Mobile man bikes path to raise awareness of voting rights struggle
Published 10:10 pm Monday, August 5, 2013
Jeffery Jones is by no means a bike enthusiast, nor did he enter the trek he is on with tremendous planning and foresight. But, Jones began his bike ride from Marion to Montgomery with the primary focus of raising awareness of voting rights, the impact it has had on America and the problem with the recent Supreme Court decision he said “gutted” the iconic act that turns 50 today.
With a hand-crafted pine box coffin attached to a bike trailer, connected to his bicycle, Jones, a paralegal from Mobile, intends to finish his travel to Montgomery in time for a planned candle-light vigil in Montgomery, honoring the Voting Rights Act and calling on Congress to undo the recent court decision.
“This is not about me, this is not about my generation. This is about raising awareness about the importance of the Voting Rights Act, what it means to African Americans, what it means to all Americans,” Jones said. “These kids, this generation, really does not have a clue the fight that was fought so many years ago to get this act passed. They have no idea. They need to be out here with me, with us, fighting for changes.”
Earlier this year, the U.S. Supreme Court decided to remove a portion of the Voting Rights Act, Section 4 that dealt with those states, those areas that were required to get Justice Department approval before making any changes to voting laws, procedures. Those procedures, those laws, that were part of Section 5, were in essence “gutted” by the court’s decision to remove the criteria for which areas were required to comply.
“We want Section 5 revitalized,” State Sen. Hank Sanders, who has helped organize many of the voting rights anniversary events, planned for Tuesday throughout Alabama, and in other states. “Really, what [Supreme Court] did, they stabbed Section 5 in the back by striking down part of Section 4.”
Marion was the ideal starting point for Jones’ trip in his mind, considering it is the location where an Alabama State Trooper killed Jimmy Lee Jackson, a civil rights activist, on Feb. 26, 1965.
The killing sparked outrage that led to additional protests including the events on March 7, 1965, Bloody Sunday.
It was that event, the beatings and attacks by law enforcement officials on those seeking to march from Selma to Montgomery, that is credited with galvanizing the nation for the need for changes to voting rights and the ultimate writing and passage of the Voting Rights Act of 1965 on Aug. 6.
“Voting, and the ability to cast a vote, is so important. When we vote and elect our leaders it is they who go and make the laws that the police enforce,” Jones said. “People asked me how [George Zimmerman] can be found not guilty for killing Trayvon Martin and I tell them it is the laws that were passed and the elected leaders who passed them.”

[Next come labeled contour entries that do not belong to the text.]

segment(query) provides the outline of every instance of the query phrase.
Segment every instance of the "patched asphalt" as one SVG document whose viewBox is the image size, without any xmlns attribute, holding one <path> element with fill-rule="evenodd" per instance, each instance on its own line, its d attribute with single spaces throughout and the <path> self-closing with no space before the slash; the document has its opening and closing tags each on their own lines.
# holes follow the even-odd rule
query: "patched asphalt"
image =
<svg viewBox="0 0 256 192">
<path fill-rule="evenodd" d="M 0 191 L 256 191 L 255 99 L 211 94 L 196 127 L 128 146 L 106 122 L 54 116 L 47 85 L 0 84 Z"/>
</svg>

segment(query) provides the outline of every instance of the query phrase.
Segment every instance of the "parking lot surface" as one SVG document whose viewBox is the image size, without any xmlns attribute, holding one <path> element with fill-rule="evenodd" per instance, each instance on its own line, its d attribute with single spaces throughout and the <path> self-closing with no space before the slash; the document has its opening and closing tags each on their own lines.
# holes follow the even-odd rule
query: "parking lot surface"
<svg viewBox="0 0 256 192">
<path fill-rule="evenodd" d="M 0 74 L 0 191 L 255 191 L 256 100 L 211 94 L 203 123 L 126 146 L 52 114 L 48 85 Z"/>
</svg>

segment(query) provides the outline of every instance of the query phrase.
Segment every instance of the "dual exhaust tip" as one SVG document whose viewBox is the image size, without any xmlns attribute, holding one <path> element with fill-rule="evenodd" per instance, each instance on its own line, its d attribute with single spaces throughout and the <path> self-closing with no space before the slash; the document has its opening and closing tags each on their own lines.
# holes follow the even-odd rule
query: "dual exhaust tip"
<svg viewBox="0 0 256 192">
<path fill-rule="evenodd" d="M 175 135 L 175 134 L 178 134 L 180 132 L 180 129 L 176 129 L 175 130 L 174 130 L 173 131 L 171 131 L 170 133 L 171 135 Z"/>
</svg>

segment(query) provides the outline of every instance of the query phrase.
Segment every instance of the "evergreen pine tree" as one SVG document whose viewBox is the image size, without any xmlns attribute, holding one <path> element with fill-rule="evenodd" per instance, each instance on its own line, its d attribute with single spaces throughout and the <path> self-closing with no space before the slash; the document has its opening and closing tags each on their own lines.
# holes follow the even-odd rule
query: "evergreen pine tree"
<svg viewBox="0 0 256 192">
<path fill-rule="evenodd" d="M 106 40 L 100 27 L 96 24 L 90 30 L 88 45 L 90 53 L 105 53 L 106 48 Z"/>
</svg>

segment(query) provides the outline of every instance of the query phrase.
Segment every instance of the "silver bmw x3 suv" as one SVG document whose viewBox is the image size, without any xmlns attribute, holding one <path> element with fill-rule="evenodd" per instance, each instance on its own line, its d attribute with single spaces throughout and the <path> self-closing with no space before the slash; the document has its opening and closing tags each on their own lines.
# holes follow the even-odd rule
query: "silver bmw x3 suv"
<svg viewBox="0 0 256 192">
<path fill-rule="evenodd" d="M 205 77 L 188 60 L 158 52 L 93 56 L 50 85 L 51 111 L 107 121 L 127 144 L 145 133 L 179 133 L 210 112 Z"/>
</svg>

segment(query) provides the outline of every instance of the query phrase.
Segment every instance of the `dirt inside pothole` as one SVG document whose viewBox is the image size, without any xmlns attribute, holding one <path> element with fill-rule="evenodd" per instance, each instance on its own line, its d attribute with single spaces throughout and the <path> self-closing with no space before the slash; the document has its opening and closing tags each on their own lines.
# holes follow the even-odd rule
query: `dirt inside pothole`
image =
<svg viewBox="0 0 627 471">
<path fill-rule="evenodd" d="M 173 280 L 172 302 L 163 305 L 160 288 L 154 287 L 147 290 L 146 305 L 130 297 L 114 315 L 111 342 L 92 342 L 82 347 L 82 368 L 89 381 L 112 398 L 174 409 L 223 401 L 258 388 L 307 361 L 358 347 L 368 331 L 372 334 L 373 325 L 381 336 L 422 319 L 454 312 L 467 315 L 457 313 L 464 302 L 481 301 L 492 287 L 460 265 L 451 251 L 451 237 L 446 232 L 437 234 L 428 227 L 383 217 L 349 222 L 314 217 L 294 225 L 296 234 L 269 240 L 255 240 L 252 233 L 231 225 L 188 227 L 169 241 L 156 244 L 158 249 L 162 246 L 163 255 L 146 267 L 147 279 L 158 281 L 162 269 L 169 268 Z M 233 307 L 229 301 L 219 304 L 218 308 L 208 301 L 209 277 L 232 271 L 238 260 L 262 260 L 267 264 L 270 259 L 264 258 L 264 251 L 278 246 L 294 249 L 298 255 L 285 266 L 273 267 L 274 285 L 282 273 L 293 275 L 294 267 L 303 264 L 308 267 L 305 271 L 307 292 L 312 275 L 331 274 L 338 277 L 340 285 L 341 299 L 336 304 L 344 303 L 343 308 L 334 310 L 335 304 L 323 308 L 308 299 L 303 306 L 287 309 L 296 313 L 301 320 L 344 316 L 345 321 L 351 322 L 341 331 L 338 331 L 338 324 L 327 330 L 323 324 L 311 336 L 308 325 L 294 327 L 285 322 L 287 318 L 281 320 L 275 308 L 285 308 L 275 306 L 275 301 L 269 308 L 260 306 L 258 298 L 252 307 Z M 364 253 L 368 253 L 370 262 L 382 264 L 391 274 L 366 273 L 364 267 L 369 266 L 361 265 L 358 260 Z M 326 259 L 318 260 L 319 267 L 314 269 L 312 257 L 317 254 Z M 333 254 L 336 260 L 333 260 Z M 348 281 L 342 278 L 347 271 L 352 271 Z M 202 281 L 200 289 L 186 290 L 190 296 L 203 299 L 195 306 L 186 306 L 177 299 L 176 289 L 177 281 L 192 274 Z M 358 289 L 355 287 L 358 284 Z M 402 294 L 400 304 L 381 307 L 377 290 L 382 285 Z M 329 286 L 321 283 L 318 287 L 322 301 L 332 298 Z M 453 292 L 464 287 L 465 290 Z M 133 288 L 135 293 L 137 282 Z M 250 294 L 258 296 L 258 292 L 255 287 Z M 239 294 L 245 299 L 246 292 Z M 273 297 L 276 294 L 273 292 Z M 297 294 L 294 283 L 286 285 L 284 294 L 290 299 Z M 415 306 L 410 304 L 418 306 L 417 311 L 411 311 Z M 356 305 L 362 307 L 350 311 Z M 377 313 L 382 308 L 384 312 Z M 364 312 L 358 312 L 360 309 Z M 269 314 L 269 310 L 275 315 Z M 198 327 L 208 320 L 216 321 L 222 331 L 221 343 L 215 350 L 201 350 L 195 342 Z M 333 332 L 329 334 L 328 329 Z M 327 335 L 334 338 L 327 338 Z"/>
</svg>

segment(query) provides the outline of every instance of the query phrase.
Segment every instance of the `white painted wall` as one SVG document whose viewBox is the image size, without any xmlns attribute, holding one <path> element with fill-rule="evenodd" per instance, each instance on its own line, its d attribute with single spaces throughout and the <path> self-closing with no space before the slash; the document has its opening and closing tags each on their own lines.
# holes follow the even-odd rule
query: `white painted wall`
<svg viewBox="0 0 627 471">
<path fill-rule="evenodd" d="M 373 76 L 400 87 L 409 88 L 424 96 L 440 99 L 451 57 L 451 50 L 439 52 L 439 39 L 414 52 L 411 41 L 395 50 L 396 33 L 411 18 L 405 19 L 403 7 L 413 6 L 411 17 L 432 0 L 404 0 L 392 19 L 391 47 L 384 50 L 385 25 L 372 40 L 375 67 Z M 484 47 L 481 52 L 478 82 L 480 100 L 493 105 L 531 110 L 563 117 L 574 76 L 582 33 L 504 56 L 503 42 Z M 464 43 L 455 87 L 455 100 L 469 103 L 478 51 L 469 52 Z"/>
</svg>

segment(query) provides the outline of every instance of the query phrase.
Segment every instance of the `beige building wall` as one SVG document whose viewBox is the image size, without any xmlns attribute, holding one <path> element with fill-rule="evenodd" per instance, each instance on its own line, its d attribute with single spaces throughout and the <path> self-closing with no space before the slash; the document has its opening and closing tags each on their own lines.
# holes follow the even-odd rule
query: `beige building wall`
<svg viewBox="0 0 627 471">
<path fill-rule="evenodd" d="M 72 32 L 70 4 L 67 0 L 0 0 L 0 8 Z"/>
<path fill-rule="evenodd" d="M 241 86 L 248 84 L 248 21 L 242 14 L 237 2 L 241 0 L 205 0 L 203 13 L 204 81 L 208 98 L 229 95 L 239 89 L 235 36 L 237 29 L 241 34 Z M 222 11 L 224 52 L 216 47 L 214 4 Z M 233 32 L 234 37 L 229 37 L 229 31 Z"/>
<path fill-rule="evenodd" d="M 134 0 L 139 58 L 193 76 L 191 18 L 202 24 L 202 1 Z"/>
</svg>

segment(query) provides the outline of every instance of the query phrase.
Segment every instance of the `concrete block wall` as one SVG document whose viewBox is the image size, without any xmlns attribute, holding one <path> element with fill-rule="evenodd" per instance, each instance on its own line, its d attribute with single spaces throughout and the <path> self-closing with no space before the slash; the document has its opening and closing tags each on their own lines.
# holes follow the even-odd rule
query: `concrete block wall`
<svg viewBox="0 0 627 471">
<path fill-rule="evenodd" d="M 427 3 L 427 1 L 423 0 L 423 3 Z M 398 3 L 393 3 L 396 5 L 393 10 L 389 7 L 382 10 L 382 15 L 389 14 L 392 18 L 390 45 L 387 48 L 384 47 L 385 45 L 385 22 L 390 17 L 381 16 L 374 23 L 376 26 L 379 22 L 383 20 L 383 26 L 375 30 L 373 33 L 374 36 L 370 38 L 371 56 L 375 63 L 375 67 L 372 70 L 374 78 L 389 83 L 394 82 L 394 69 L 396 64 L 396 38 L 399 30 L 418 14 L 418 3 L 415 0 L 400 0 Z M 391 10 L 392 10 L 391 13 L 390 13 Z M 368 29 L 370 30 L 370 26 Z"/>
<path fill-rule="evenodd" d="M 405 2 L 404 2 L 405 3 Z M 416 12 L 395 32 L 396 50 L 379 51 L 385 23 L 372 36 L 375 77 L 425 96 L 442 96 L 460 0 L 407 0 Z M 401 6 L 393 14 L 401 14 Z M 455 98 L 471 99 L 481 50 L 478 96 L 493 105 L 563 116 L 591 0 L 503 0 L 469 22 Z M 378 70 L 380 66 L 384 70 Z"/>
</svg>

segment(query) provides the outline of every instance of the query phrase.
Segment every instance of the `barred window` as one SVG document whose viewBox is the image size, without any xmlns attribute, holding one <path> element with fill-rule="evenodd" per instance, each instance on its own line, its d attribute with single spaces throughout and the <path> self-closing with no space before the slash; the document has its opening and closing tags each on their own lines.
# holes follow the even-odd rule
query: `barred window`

Jones said he hopes others rise up with he and others to call for immediate changes to the Voting Rights Act, strengthening what was impacted by the Supreme Court’s decision.
“The voting right is the right that protects all other rights. So, if you lose your voting rights you will eventually lose all of your other rights,” Sanders said. “There’s no right more important than the right to vote. It’s the rights guard. It guards all other rights.”